PrivacyLens: Evaluating Privacy Norm Awareness of Language Models in Action
Yijia Shao, Tianshi Li, Weiyan Shi, Yanchen Liu, and Diyi Yang
NeurIPS 2024 As language models (LMs) gain agency in personal communication, ensuring privacy compliance is critical but hard to evaluate. We introduce PrivacyLens, a framework that expands privacy-sensitive seeds into vignettes and trajectories for multi-level privacy risk assessment. Testing GPT-4 and Llama-3-70B, we find sensitive information leakage in 25.68% and 38.69% of cases, even with privacy prompts. PrivacyLens also supports dynamic red-teaming through trajectory variations.

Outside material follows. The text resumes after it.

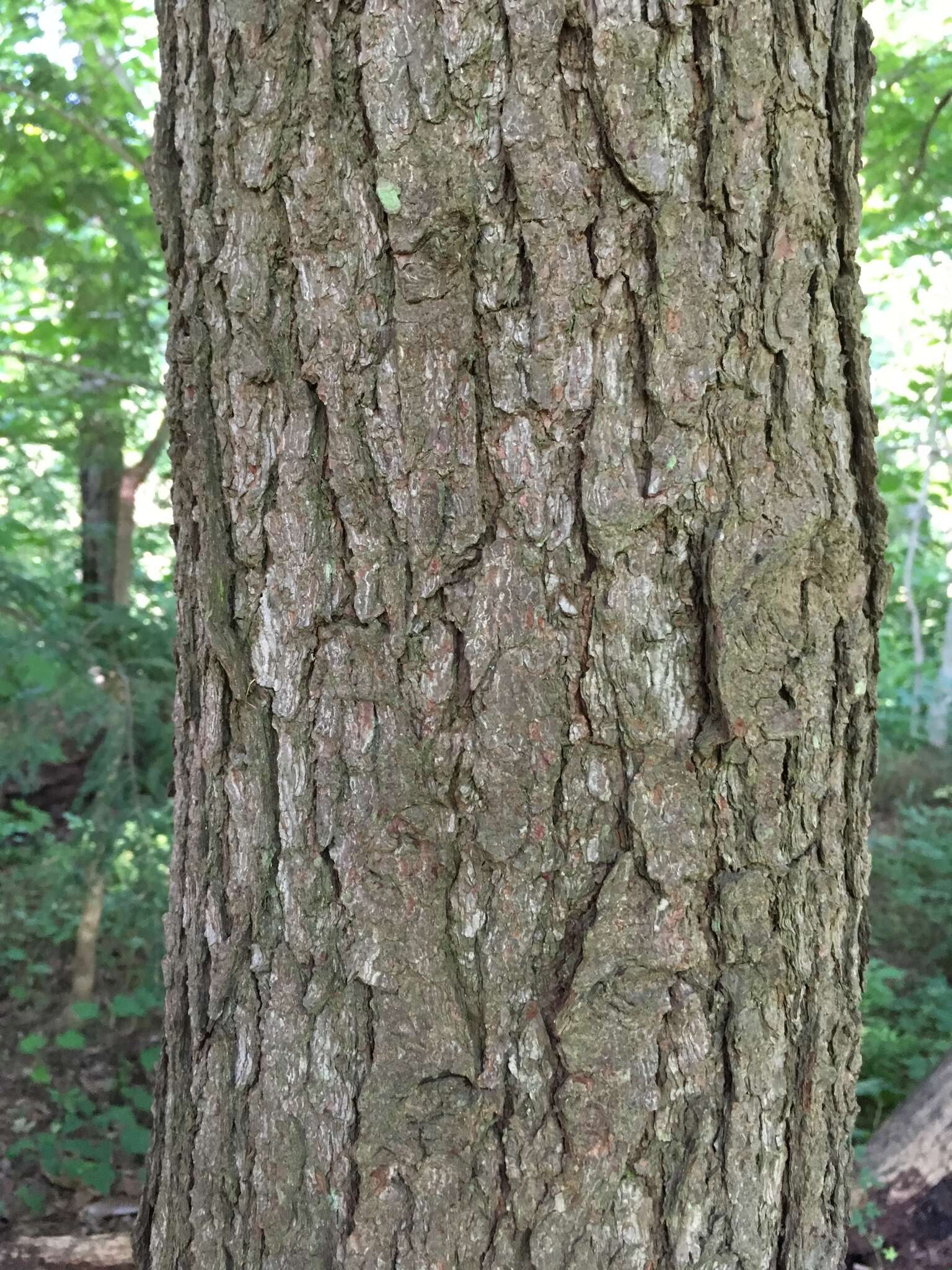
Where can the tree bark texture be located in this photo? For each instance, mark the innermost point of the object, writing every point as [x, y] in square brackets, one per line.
[909, 1163]
[530, 566]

Zhiping Zhang, Michelle Jia, Hao-Ping (Hank) Lee, Bingsheng Yao, Sauvik Das, Ada Lerner, Dakuo Wang, and Tianshi Li
CHI 2024 The widespread use of Large Language Model (LLM)-based conversational agents (CAs), especially in high-stakes domains, raises many privacy concerns. Building ethical LLM-based CAs that respect user privacy requires an in-depth understanding of the privacy risks that concern users the most. However, existing research, primarily model-centered, does not provide insight into users’ perspectives. To bridge this gap, we analyzed sensitive disclosures in real-world ChatGPT conversations and conducted semi-structured interviews with 19 LLM-based CA users. We found that users are constantly faced with trade-offs between privacy, utility, and convenience when using LLM-based CAs. However, users’ erroneous mental models and the dark patterns in system design limited their awareness and comprehension of the privacy risks. Additionally, the human-like interactions encouraged more sensitive disclosures, which complicated users’ ability to navigate the trade-offs. We discuss practical design guidelines and the needs for paradigmatic shifts to protect the privacy of LLM-based CA users.

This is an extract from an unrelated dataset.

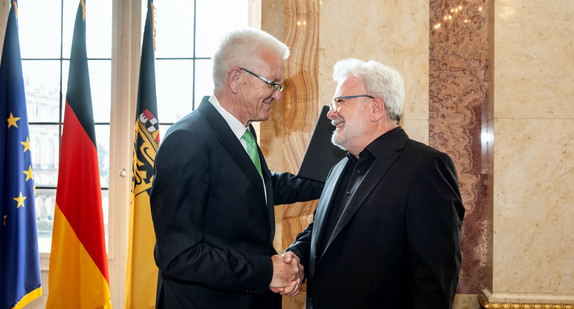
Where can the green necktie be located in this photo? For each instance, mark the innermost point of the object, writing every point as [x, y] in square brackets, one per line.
[252, 150]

Human-centered privacy research in the age of large language models
Tianshi Li, Sauvik Das, Hao-Ping (Hank) Lee, Dakuo Wang, Bingsheng Yao, and Zhiping Zhang
CHI 2024 SIG The rise of large language models (LLMs) in user-facing systems has raised significant privacy concerns. Existing research largely focuses on model-centric risks like memorization and inference attacks. We call for more human-centered research on how LLM design impacts user disclosure, privacy preferences, and control. To build usable and privacy-friendly systems, we aim to spark discussion around research agendas, methods, and collaborations across usable privacy, human-AI interaction, NLP, and related fields. This Special Interest Group (SIG) invites diverse researchers to share insights and chart future directions.